I’m not sure there are any court cases - but I’d love to read some.

I’m pretty sure I was arguing an enemy combatant can be killed wherever found. I now think a distinction needs to be made for US citizens (some added layer of “necessity” needs to be considered). I have no problems contradicting myself as I continually work stuff out in my head.

Having said that, he was given due process (from what I can gather, every “important” executive agency (DOJ, State, CIA, ect) signed off on it. That’s some due process, even though it’s all coming from one branch.

Yes. For instance, we don’t know what would have happened if, say, the State Dep’t said you can’t do this, but the DOJ said you could. What’s the process? Is that even enough (coming from one branch, albeit with Congressional approval).

Of course, I wouldn’t mind a lot of the evidence being kept secret; or at least I can understand why you need it to be. If you’re going to play the game, I think it’s a necessary evil.

For instance, in this case. The CIA/British intel (whomever) hacked into some email accounts - they had to dig through 8 layers of heavy encryption. Hypothetically, when you make those emails public (or even the knowledge you can read them), you make public your ability to hack into their emails - emails the enemy might think you cannot read. They obviously will change their encryption and you lose valuable future intelligence. To me that’s shooting yourself in the foot.

How many court cases have you seen that rule on the means by which the executive carries out the use of military force for a war authorized by the legislative?

As far as I’m concerned, you’re saying that the absence of something that does not exist proves that something must exist.

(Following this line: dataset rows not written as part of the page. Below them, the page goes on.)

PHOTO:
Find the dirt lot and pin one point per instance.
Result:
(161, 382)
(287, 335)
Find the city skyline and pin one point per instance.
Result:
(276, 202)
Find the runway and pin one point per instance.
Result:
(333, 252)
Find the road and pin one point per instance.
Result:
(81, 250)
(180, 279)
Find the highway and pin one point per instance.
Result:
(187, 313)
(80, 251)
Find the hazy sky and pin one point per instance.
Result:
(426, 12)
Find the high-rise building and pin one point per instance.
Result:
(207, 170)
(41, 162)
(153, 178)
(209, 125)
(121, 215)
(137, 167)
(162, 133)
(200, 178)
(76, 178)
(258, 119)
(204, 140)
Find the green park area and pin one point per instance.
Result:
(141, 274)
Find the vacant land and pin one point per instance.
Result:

But since we are repeating ourselves here, let me change the conversation. The father of al-Awlaki sued for an injunction to stop the government from targeting his son. His case, of course, was basically thrown out. The reasons for the dismissal of the suit is twofold: one, that his father did not have standing; two, that the question is “judicially unreviewable” and is “constitutionally committed to the political branches.”

So, if you are correct that al-Awlaki was unconstitutionally killed, there is sure to be another court case. Shall we make a bet on how that case ends up being determined? Because I’m completely sure that the final ruling will end up looking almost exactly like that ruling.

What do you say? Want to make a friendly wager on what the courts may decide on this issue?

And the enumerated power that allowed us to kill al-Awlaki was the President’s power as Commander-in-Chief, the power to wage war. The 5th Amendment does not apply to people who are waging war against you, anymore than it applies to civilians who are shooting at the police. They are 100% the exact same concept. The 5th Amendment doesn’t go away when I start shooting at the police, but I sure as hell have no right that protects me from the police shooting back in such a situation, nor did al-Awlaki.

Absolutely not, because the Constitution explicitly states the President is Commander-in-Chief, unless you can find any evidence from law or history to suggest that the President has ever been required to give an enemy combatant “due process” you’re talking out of your ass. You are literally trying to rewrite history and make the claim that I have to prove something that was proven during the War of 1812, the Mexican War, the American Civil War, the Spanish-American War, the First and Second World Wars, the Korean, Vietnam, and both Iraq Wars–that the President can use the military to kill enemy combatants who are waging war against us. Either I’m right and we live in the real world where there is some semblance of sanity, or you’re right and every single enemy soldier killed in those conflicts was killed unlawfully. If that is the case, I’d argue a law which has been broken millions of times and never prosecuted is no sort of law at all.

Right, and the Constitution does not bar the President from killing an enemy combatant waging war against us even if they are American citizens. Anymore than the Constitution bars a policeman from shooting and killing an armed assailant.

None of this is relevant to this situation at all. Except I will reiterate al-Awlaki was definitely killed on the battlefield.